Now lets analyze.
Let us create two arrays: Array 1 and Array 2 - they live in metaspace.
Both arrays are randomly initialized . . . array one is the first array to affect and therefore is assigned as the primary array.
Array 1 stores the PtA of 1000 bits of fuzz-ball : Array 2 stores the PtA of 1000 bits of fuzz-ball
Array 1 and Array 2 are just references of the same bits of fuzz-ball
Array 1 is now the affecting array.
A affects B - B(which now has a new PtA) is in Array 2 - Array 2 is updated with the affect from Array 1 and now Array 2 becomes the primary array.

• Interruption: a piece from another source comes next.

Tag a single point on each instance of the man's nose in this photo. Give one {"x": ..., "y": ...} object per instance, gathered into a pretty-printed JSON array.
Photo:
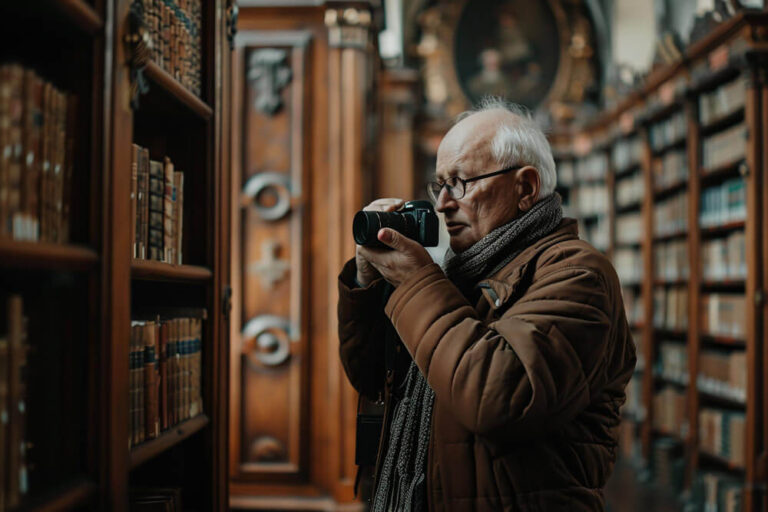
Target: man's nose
[{"x": 444, "y": 201}]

Array 2 is now the affecting array.
B affects C - C(which now has a new PtA) is in Array 1 - Array 1 is updated with the affect from Array 2 and now Array 1 become the primary array.
Array 1 is now the affecting array.
This switching of primaries continues indefinitely.
We can structure the Arrays so A, B, C etc. also contain coordinates along with PtA of the fuzz-ball bits.
NOTE: The Array Segments are copies of each other in both arrays - so A is in the first position and B is in the second position in both arrays. However each bit of fuzz-ball is free to move around in space - so later in the switching Z could be affecting A. I hope I am making sense . . .
What just happened in physical space? Let us break a rule and use infinite homogeneity as a convenience. Let us take a five by four chunk of physical space(2D).
A - 0 0 0 0 0
B - 0 0 0 0 0
C - 2 0 0 0 0
D - 0 0 0 0 0
As it relates to the previous example of ZERO and TWO. We finished at C in column one with a value of 2 because the example is linear - if we utilized coordinates we could have ended up in column 3 at position C provided we were going diagonally or column 3 at position A going left to right.
What was happening in metaspace is reflected in physical space. The switching of arrays is just conceptual. The affect in physical space is physical.